Velodrome investment outlook for 2026
With $28M in total value locked and FDV of $39M, giving a TVL/FDV ratio of 0.72, Velodrome's fundamentals support the current valuation from a usage perspective. The competitive moat dimension scores 14/25, suggesting meaningful but not impregnable competitive advantages.Investors should weigh these fundamentals alongside market conditions and their own risk tolerance.

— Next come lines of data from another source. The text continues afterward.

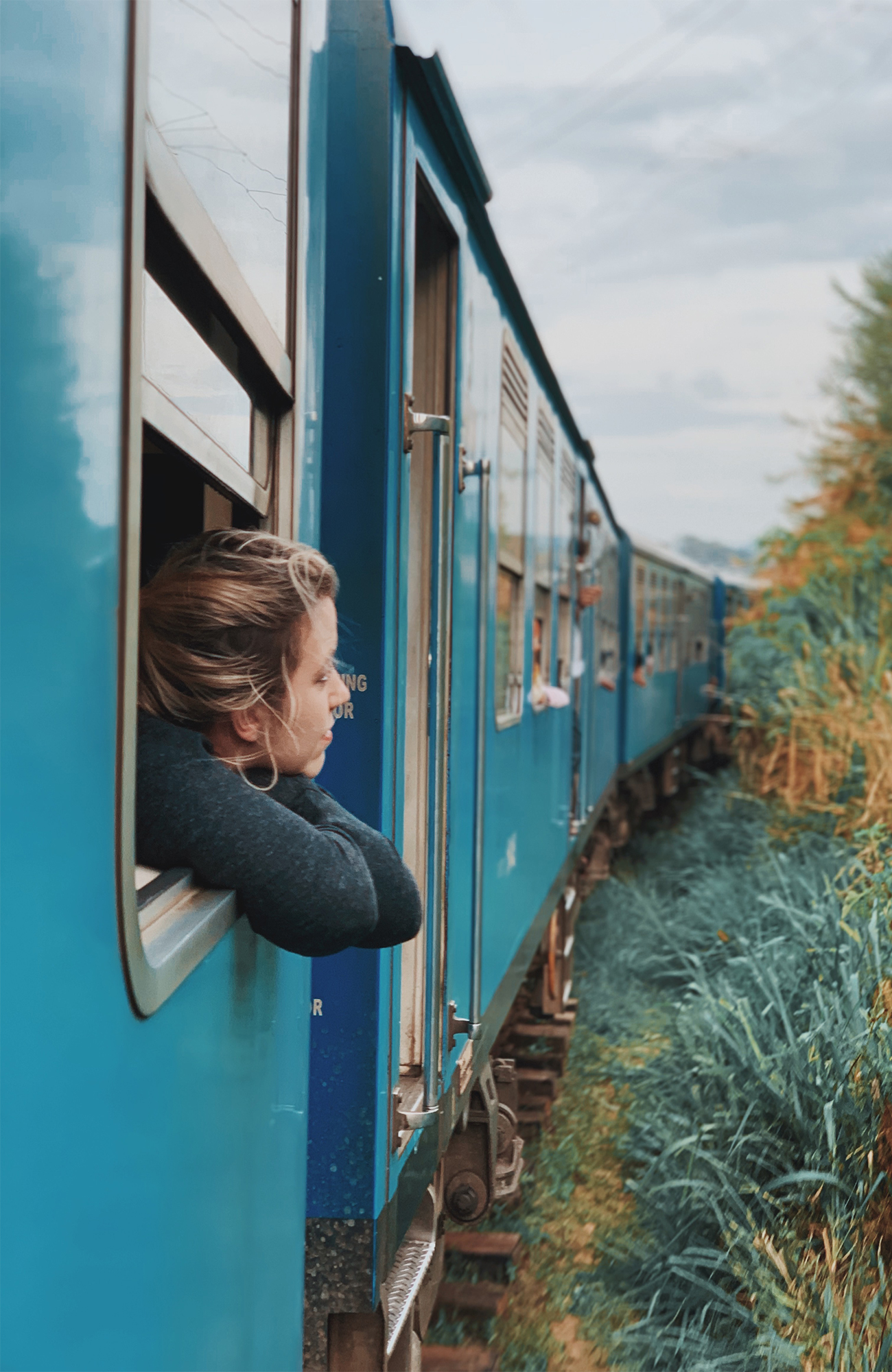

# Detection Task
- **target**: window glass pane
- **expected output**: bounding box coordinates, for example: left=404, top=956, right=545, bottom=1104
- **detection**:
left=495, top=567, right=523, bottom=716
left=535, top=453, right=554, bottom=586
left=498, top=424, right=526, bottom=572
left=554, top=453, right=576, bottom=591
left=532, top=586, right=552, bottom=686
left=143, top=272, right=251, bottom=471
left=148, top=0, right=292, bottom=342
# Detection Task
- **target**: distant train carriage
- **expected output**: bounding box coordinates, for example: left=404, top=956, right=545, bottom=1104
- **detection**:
left=623, top=538, right=718, bottom=796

This analysis is based on cryptoeconomic fundamentals, not price prediction. It is not financial advice. Full methodology
Weekly Commentary
ProWeek of March 3, 2026
Velodrome's B risk grade reflects a mature ve(3,3) DEX with battle-tested mechanics on Optimism, though $26M TVL leaves it punching below its weight relative to peers. The B- value grade signals decent fee capture through vote-locked emissions but room to improve token holder accrual as competitive pressure from Aerodrome on Base siphons liquidity. A solid Blue Chip hold for Optimism-native yield farming, but the shrinking TVL base is worth watching for signs of structural decline versus cyclical compression.